But think of the kick-on effect in education institutions and research labs an
important MS stronghold. All the best institutions, scientists, researchers
want to get published in Science & Nature so they are forced to find an
alternative. Who knows what this alternative is. I imagine science students
would be hard-core Tex, Latex aware. Institutions have the following formats
to choose from ... _"MS Word (preferred), PostScript (PS, EPS or PRN), PDF,
WordPerfect, Rich Text Format (RTF) and plain text (TXT)"_ ~
<http://tinyurl.com/36hh43>

_"... The file format needs to be general enough to express such material
faithfully. Unfortunately, MathML 2.0 isn't able to handle embedded XML
namespaces and as such simply isn't general enough to represent Word 2007
technical documents. Accordingly we had to develop an XML approach that is
general enough and we created OMML (Office MathML) ..."_

For those who have invested the $$$ in Office it appears that MS wants to give
them the tools, just not of the open source MathML compatible type. So there
are numerous hacks authors have started ~ <http://tinyurl.com/32j48e>

_"... Science and Nature will probably upgrade some time in the next few
years.
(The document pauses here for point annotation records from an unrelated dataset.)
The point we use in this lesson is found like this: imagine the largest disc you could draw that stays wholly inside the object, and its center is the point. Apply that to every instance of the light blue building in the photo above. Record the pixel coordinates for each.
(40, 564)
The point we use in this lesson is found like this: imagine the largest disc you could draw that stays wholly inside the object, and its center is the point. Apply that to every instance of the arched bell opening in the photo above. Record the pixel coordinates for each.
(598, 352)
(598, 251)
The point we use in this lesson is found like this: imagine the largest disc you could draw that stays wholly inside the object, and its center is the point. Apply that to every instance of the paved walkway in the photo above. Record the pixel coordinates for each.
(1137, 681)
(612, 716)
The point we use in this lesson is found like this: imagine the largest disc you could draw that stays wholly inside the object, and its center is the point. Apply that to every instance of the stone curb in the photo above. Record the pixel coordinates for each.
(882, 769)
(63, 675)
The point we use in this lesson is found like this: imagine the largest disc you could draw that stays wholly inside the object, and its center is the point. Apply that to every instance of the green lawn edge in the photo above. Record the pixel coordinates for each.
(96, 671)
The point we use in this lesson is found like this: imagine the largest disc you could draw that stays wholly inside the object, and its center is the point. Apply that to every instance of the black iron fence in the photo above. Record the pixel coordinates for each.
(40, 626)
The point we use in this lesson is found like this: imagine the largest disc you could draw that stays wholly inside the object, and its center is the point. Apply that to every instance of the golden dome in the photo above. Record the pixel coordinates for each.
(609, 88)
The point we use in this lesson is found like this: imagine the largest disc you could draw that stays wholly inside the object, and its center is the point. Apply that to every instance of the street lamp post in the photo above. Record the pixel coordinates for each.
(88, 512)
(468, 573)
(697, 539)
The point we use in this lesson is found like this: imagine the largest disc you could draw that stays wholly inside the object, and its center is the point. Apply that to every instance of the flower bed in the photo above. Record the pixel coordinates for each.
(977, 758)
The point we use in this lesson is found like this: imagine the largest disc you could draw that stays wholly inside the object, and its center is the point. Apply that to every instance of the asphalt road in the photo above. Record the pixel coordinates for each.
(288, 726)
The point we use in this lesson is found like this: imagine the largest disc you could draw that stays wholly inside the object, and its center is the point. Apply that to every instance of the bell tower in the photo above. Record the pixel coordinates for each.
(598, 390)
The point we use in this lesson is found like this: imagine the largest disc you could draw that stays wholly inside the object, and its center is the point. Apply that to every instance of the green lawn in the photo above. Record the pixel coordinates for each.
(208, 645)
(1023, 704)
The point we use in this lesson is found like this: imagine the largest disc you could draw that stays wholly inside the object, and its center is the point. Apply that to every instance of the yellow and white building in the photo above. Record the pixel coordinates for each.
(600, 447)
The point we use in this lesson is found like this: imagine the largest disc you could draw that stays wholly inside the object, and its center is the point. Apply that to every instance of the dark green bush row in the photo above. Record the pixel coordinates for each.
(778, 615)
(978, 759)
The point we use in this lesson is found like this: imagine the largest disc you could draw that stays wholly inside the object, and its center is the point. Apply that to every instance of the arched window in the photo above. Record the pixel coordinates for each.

But I suspect that the rump of non-users of Office 2007 will remain
large as the web becomes an increasingly important repository for our file
..."_

This bit I think is the crux. You no longer need word or the MS platform as
much as previously to create documents & distribute them. I don't think it's
Science & Nature shunning MS as much, as the costs in accepting the MS Word
format at this point in time. Instead the costs are being pushed back onto
submitters who use this particular MS Word format.

------
pixcavator
It's already dead, haven't you heard?